Als Familienunternehmen seit über 135 Jahren liegt es uns sehr am Herzen unsere langjährigen Erfahrungen an die heutige Generation weiterzugeben. Daher wird jedem Auszubildendem ein sogenannter Ausbildungspate zugeteilt, der ihn bis zur Gesellenprüfung betreut. Der Pate ist ein Tischlergeselle mit mehrjähriger Berufserfahrung, der dem Auszubildenden die praktischen Fertigkeiten des Tischlerhandwerks vermittelt. Für die Erreichung und Umsetzung der Ausbildungsziele ist im Unternehmen Gerber GmbH unser Werkstattmeister verantwortlich. Als ausgebildeter Tischler-Meister verfügt er über jahrzehntelange Erfahrung in der erfolgreichen Ausbildung unserer zukünftigen Tischler. Die konkreten Inhalte der Ausbildung beruhen auf den Richtlinien des Ausbildungsrahmenplans für den Beruf des Tischlers. Arbeitssicherheit und Jugendschutz ist der Firma GERBER sehr wichtig. Aus diesem Grund haben wir uns sehr gefreut das Siegel vom Fachverband des Tischlerhandwerks Nordrhein-Westfalen zu erhalten.
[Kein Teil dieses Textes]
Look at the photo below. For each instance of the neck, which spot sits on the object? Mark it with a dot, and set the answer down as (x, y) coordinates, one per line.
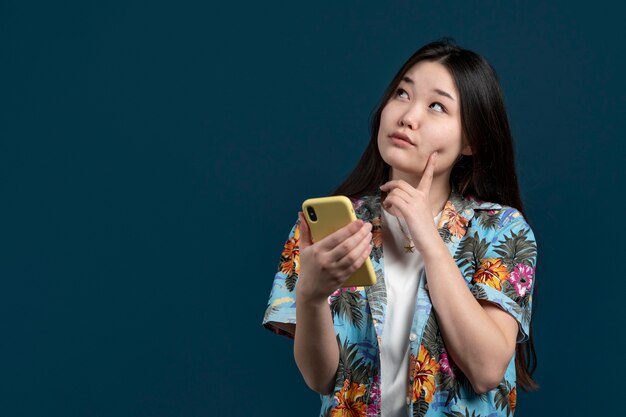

AZUBI INTERVIEW – mit Jonas V.

 

Wie bist Du zu dem Beruf Tischler gekommen?

„Eigentlich war es mehr Zufall, da ich ein Informatik Studium angefangen habe und gemerkt habe, dass es nichts für mich ist. Ich wollte handwerklich arbeiten und Dinge mit meinen eigenen Händen schaffen.“

Wieso hast Du Dich für eine Tischler Ausbildung entschieden?

„Es hat mir schon immer sehr viel Spaß gemacht mit Holz und anderen Materialien zu arbeiten. Ein weiterer Grund sind die vielseitigen Aufgabenbereiche eines Tischlers, die mich dazu gebracht haben eine Ausbildung in dem Beruf anzufangen.“

Wie wurdest Du an den Beruf herangeführt?

„Am Anfang der Ausbildung habe ich den Gesellen über die Schulter geschaut und kleinere Aufgaben eigenständig übernommen. Mit der Zeit habe ich dann begonnen, an eigenen Projekten zu arbeiten.“

Wie wurdest Du bei der Firma GERBER während deiner Ausbildung betreut?

„Während meiner Ausbildung hat mich Johann, ein erfahrender Geselle, persönlich betreut. Jedoch konnte ich jederzeit auch meine anderen Arbeitskollegen fragen, wenn ich ein Anliegen hatte.“

Wie sah eine normale Woche bei Dir aus?

„Ich hatte ein- bis zweimal in der Woche Berufsschule und die restlichen Tage habe ich bei der Firma GERBER gearbeitet.“

Zu welcher Berufsschule bist Du gegangen? Wie sah Dein Schulalltag aus?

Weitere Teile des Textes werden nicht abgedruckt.